The TRMM `Day-1' Radar/Radiometer Combined Rain-Profiling Algorithm

Ziad S. Haddad

Jet Propulsion Laboratory, California Institute of Technology, Pasadena CA

Eric A. Smith

Florida State University, Tallahassee FL

Christian D. Kummerow

NASA Goddard Space Flight Center, Greenbelt MD

Toshio Iguchi

Communications Research Laboratory, Tokyo, Japan

Michael R. Farrar

Florida State University, Tallahassee FL

Stephen L. Durden, Marcos Alves

Jet Propulsion Laboratory, California Institute of Technology, Pasadena CA

William S. Olson

NASA Goddard Space Flight Center, Greenbelt MD

ABSTRACT

The Tropical Rainfall Measuring Mission (TRMM)'s 'day-1' combined radar/radiometer algorithm uses a rain-profiling approach which gives as much importance to the measurements of the TRMM satellite's precipitation radar (PR) and the TRMM microwave imager (TMI) as their respective intrinsic ambiguities warrant, which avoids any ad hoc shortcuts that might introduce large biases in the rain estimates, yet which is simple enough to be operational when TRMM is launched in 1997. The algorithm is based on the idea of estimating the rain profile using the radar reflectivities, while constraining this inversion to be consistent with the radiometer-derived estimate of the total attenuation.
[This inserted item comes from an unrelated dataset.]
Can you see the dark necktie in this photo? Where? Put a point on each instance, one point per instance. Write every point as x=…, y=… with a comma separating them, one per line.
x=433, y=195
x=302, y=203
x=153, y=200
To perform the data fusion, the problem is expressed in terms of drop-size-distribution variables. Starting with an a priori probability density function (pdf) for these variables, a Bayesian approach is used to condition the pdf successively on the radar and the radiometer measurements. The resulting algorithm is mathematically consistent and physically reasonable. The conditional variances which it calculates serve to quantify the accuracy of its estimates: small variances indicate that the TRMM observations can indeed be explained by the models used; large variances imply that the models are not sufficiently consistent with the measurements.